Qui abbiamo la chiesa  ed un angolo del Palazzo Ducale nel 1904.  A destra notiamo i vecchi palazzi demoliti  agli inizi del 1900 per far posto alla Via di Porta Soprana.
Ci mettiamo solo una foto perché la chiesa merita un post a parte, tutto suo, che trovate altrove.

cartolina -  ed.  non rilevato - sped. 1904

Anche del palazzo Ducale abbiamo parlato in un post a parte, qui ci limiteremo a pochi cenni indispensabili.
La costruzione del Palazzo Ducale ha inizio  alla fine del XIII secolo, all'apice della potenza militare della Repubblica, vittoriosa nel 1284 sui Pisani alla Meloria e sui Veneziani nel 1298 a Curzola.

Giunto alla nostra epoca attraverso numerose ristrutturazioni, ha da sempre l'entrata principale su piazza Matteotti e quella secondaria su Piazza De Ferrari.
Il palazzo era inoltre chiuso da una "cortina"  che ne limitava l'accesso dalla parte di Piazza Matteotti. Detta cortina fu demolita nel corso della creazione della già citata "strada Carlo Alberto" nel tratto di via S. Lorenzo, dando alla piazza la sua forma attuale.

cartolina - ed.  Dellepiane - sped 1907




 Agli inizi del XX secolo Piazza Nuova  fu ribattezzata Piazza Umberto I in onore del re d'Italia, come vediamo nella cartolina che segue, che non siamo riusciti a datare ma che si colloca senz'altro più vicina alla prima che alla seconda guerra mondiale.

cartolina -  ed. Alterocca Terni non circolata

Anche via San Lorenzo, che si intravede nella immagine precedente, deve la sua forma attuale alla costruzione della Strada carreggiabile Carlo felice del 1840.

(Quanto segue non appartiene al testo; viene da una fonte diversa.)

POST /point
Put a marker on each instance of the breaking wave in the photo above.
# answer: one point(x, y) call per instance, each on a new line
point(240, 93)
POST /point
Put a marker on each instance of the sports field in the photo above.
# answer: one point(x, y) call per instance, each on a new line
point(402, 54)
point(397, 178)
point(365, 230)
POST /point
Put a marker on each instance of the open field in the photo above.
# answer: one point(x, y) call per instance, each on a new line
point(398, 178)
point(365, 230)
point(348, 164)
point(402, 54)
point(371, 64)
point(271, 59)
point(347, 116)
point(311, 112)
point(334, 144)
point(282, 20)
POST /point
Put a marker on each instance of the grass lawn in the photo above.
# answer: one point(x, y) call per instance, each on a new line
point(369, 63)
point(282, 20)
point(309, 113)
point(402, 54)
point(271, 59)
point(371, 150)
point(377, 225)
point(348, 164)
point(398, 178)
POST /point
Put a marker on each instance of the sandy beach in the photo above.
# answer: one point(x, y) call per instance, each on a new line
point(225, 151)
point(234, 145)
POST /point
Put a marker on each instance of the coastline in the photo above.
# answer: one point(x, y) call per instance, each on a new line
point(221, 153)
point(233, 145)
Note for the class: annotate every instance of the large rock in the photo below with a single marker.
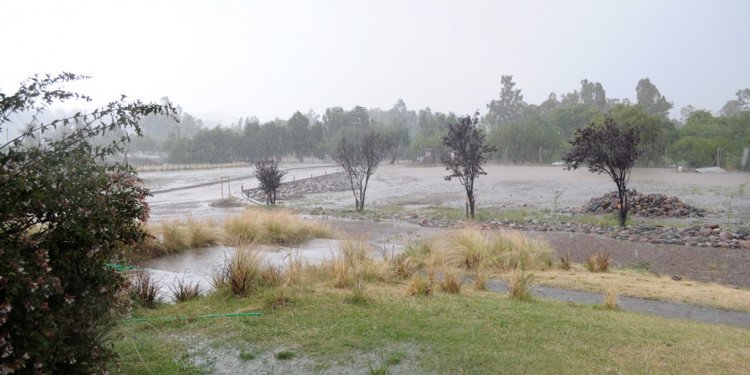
(649, 205)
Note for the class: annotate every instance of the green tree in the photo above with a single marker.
(656, 132)
(510, 105)
(651, 99)
(593, 94)
(299, 133)
(735, 106)
(65, 212)
(359, 152)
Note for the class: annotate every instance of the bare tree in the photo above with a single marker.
(269, 176)
(360, 154)
(607, 149)
(468, 153)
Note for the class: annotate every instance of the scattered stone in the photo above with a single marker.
(648, 205)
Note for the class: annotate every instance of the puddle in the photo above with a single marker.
(199, 265)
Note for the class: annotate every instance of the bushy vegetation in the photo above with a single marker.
(66, 211)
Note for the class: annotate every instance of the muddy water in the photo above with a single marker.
(199, 265)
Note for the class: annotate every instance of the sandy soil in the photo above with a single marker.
(504, 187)
(535, 187)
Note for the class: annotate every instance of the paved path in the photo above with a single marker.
(671, 310)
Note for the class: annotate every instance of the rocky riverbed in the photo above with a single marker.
(649, 205)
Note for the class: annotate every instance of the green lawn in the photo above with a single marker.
(471, 333)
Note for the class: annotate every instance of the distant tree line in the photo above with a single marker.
(521, 133)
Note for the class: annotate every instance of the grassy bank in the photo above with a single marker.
(355, 313)
(472, 332)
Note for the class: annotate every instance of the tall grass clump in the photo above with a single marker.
(565, 261)
(242, 271)
(470, 248)
(277, 226)
(173, 236)
(419, 286)
(611, 298)
(598, 262)
(421, 255)
(201, 234)
(451, 282)
(515, 249)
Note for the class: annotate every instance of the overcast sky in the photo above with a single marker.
(270, 58)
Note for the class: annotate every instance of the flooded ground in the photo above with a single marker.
(198, 266)
(177, 194)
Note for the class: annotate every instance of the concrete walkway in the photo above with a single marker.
(671, 310)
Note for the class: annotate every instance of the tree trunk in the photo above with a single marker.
(470, 198)
(622, 194)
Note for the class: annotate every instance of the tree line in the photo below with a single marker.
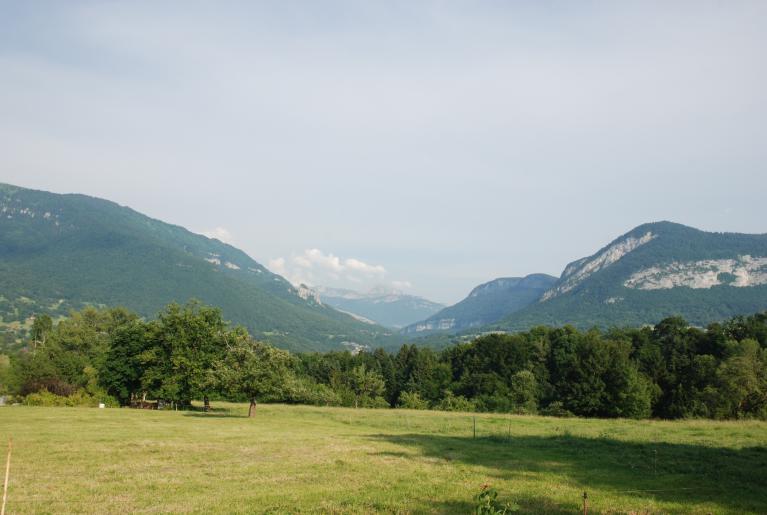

La Cattedrale di S.Lorenzo è stata consacrata nel 1118 sul luogo dove sorgeva un cimitero con una cappella dedicata al Santo.
Questa è la versione della facciata realizzata nella metà del XIX secolo

da Genova Antica e Dintorni ed. Mondani

Questa invece è l'odierna versione  della facciata , dopo l'ultimo restauro che ha eliminato il terrazzino che univa la loggia al campanile.

2013 - foto degli autori


Anche  alle vicende di  San Lorenzo è stato dedicato un apposito post.